According to this talk there is a certain pitfall when using C++11 range base for on Qt containers. Consider:

QList<MyStruct> list;

for(const MyStruct &item : list)
{
    //...
}

The pitfall, according to the talk, comes from the implicit sharing. Under the hood the ranged-based for gets the iterator from the container. But because the container is not const the iterator will be non-const and that is apparently enough for the container to detach.

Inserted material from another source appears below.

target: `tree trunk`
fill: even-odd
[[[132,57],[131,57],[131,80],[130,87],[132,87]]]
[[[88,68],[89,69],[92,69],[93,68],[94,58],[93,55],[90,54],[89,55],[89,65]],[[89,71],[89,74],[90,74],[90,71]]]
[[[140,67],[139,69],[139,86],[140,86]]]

When you control the lifetime of a container this is easy to fix, one just passes the const reference to the container to force it to use const_iterator and not to detach.

QList<MyStruct> list;
const Qlist<MyStruct> &constList = list;

for(const MyStruct &item : constList)
{
    //...
}

However what about for example containers as return values.

QList<MyStruct> foo() { //... }

void main()
{
    for(const MyStruct &item : foo())
    {
    }
}

What does happen here? Is the container still copied? Intuitively I would say it is so to avoid that this might need to be done?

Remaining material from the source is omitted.